Voilà ce que contenaient les lettres que Néron avait reçues, et telles étaient les nouvelles qu'il avait apprises ; en même temps on lui dit que des proclamations de Vindex ont été distribuées, et que quelques-unes déjà sont parvenues à Rome ; bientôt une de ces proclamations tombe entre ses mains. Les titres d'incestueux, de parricide et de tyran, lui étaient prodigués, et cependant ce n'est point tout cela qui l'irrite et le blesse, il y est appelé Oenobarbus et traité de mauvais chanteur : ce sont des outrages dont il faut que le sénat le venge, et il écrit au sénat. Pour repousser le reproche d'inhabileté dans son art, venger le nom de ses aïeux, il fait promettre un million de sesterces à celui qui tuera Vindex, et retombe dans son insouciance et dans son apathie.
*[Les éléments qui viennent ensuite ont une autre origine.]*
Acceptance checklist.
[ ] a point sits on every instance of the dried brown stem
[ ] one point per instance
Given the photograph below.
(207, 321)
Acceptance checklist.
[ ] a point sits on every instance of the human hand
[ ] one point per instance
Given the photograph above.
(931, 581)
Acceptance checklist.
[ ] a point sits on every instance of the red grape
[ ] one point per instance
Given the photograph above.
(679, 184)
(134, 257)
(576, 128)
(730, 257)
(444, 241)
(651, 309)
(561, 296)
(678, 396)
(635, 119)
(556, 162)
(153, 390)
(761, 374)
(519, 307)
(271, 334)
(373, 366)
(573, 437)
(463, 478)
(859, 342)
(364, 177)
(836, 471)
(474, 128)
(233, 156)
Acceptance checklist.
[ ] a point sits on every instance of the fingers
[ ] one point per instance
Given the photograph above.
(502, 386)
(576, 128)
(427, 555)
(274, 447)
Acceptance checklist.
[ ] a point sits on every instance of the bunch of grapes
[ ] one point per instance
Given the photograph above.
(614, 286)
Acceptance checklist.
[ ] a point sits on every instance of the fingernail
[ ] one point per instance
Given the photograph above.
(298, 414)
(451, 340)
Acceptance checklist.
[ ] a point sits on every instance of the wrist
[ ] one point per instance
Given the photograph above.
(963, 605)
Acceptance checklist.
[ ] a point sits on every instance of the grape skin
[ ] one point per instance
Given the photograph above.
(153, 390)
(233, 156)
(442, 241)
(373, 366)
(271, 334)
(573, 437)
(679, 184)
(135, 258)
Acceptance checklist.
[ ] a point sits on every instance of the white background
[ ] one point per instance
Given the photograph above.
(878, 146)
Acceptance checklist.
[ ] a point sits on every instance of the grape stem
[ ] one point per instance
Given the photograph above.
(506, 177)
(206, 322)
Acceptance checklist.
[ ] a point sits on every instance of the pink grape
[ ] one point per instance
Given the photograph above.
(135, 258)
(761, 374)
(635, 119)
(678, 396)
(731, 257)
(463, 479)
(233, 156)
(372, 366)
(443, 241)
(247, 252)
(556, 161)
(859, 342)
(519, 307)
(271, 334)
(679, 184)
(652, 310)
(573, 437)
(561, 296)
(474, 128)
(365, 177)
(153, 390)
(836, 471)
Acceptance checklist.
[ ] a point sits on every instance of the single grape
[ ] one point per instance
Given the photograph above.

Pendant ce temps la révolte faisait des progrès en Espagne et dans les Gaules ; Galba s'était créé une garde de l'ordre équestre, et avait établi une espèce de sénat. Quant à Vindex, à celui qui lui avait appris que sa tête était à prix, il avait répondu qu'il la laisserait prendre à celui qui lui apporterait celle de Néron.
Mais parmi tous ces généraux, tous ces préfets, tous ces préteurs, dévots à la nouvelle fortune, un seul était resté fidèle, non par amour de Néron, mais parce que, voyant dans Vindex un étranger, et que, connaissant Galba pour un esprit faible et irrésolu, il craignit que Rome, si malheureuse qu'elle fût, n'eût encore à souffrir du changement : il marcha donc vers les Gaules avec ses légions, pour sauver à l'empire la honte d'obéir à un de ses anciens vainqueurs.
Les chefs Gaulois avaient tenu leurs serments, commandant aux trois peuples les plus illustres et les plus puissants de la Gaule, les Séquanais, les Eduens et les Arverniens, ils s'étaient réunis autour de Vindex : à leur tour les Viennois étaient venus les rejoindre, mais ceux-là n'étaient pas unis comme les autres par l'amour de la patrie, ou le désir de leur liberté : ils venaient par haine des Lyonnais, qui étaient restés fidèles à Néron. Virginius, de son côté, avait autour de lui les légions de Germanie, les auxiliaires belges et la cavalerie batave ; les deux armées s'avancèrent au devant l'une de l'autre. Et ce dernier étant arrivé devant Besançon, qui tenait pour Galba, en forma le siège ; mais à peine les dispositions obsidionales étaient-elles prises, qu'une autre armée apparut à l'horizon : c'était celle de Vindex.
Les Gaulois continuèrent de s'avancer vers les Romains qui les attendaient, et, se trouvant bientôt à trois portées de trait de ceux-ci, ils s'arrêtèrent pour faire leurs dispositions de bataille ; mais en ce moment un héraut sortit des rangs de Vindex, et marcha vers Virginius : un quart-d'heure après, la garde des deux chefs s'avança entre les deux armées, une tente fut dressée : chacun se rangea du côté de son parti, Vindex et Virginius entrèrent dans cette tente.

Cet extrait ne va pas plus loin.